All that he had been doing before had led him to the point where he was broke. It was easy for him to ascertain he needed to change.

If you are not a loser, your situation is much worse in this regard.

My origins

Let’s take me as an example. I’m from a poor farming family. My grandparents were all farmers.
My mother is a housewife. My father is a highly educated technician, but he worked more hands on than conceptually.
I was raised in a poor country, struck by a communist government and in a relatively poor family—one source of income, 6 kids.
I was a witness of my parents’ financial struggles. When the freedom finally came and new opportunities arose I saw their attempts to make our situation better.
They tried MLM and failed.
My dad started a solo business. We had more money, more things, but we had also more debts and dad was working 12-16 hours a day.

An uphill struggle

I was practically on my own from the age 21 when I started my family.
During my university studies I struggled to feed my kids, to assure the roof over our heads.
The work was a scarce commodity for a young man with family obligations and zero experience. We survived somehow.
For the first 6 years of my career I was the sole breadwinner for our family. After two years of my IT career we managed to get a mortgage for a flat.
In 2010 I was laid off. It was an incentive for my wife to start her career. I quickly got the job with my current employer. In 2011 I bought my first car. Mazda 626, she is 15 years old.

Success

We have more than 4 monthly salaries equivalent in a savings account. I paid off my student loan this year. The only debt we have is the mortgage and the monthly payment is about 5% of our income.
What does all that mean in my eyes?
I’m successful. I have things, money and lifestyle no one else in my close family enjoys. I’m complacent. I’m smug.
And that’s the worst curse that can happen.

The complacency

If I’m successful, why should I change? I’m comfortable. I’m content with myself. There is no reason, no real motivation within me.
If what I have is enough, then why struggle to get more?

is THE curse

If you are complacent it’s close to impossibility to realize you perform below your real potential.
It took me several years to just think about that issue. Years! Only to think!
If you are complacent you don’t search for ways to improve yourself. Nobody tries to improve perfection 😉
I didn’t blame myself; I was congratulating myself:

Well done Michal, take things easy, eat, drink, have a good time.

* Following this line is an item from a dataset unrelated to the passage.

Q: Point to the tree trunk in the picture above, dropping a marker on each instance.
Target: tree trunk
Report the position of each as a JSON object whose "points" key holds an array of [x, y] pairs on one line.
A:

If you are complacent and eventually decide to improve, it’s not easy.
Your ways are established. What is more, they really work! There is a reason you are complacent after all, isn’t there?

Friction

I didn’t know why I needed a change. I didn’t know what to change.
Errors in judgment? What are those? I don’t err!
If you are complacent, keeping the momentum is a tough job. With every small success your complacency grows and the friction grows.
I wrote my first booklet in English. It took me more than a month. I congratulated myself and was ready to be content with that.
The struggle to actually publish it was overwhelming. Find an editor, write the book description, order the cover…
What a fuss! And what for?!

Daily battle

But I kept my commitment and published the book. Sales started to trickle. My friends congratulated me. Strangers started to read my works.
A success! And the comeback of temptations to give up.
Why struggle more? For those few cents? My single overtime hour at my job is worth more than a month’s sales of my booklets on Amazon! (true up to October).

And it goes like that over and over again. Second book, my first website, third book, establishing the mailing list—every small success is an excuse to stop, to cease the fight.

Discipline

I think there is no fixed formula for breaking complacency. You cannot go directly from being content to desiring change. It cannot be obtained from an outside source. What ignited me and what keeps me going is the Lord’s grace. Power from within, but not my power.
What also help me are my daily disciplines. A lot of them. Complacent or not, I still have my daily obligations to fulfill. Somtimes only they keep me going.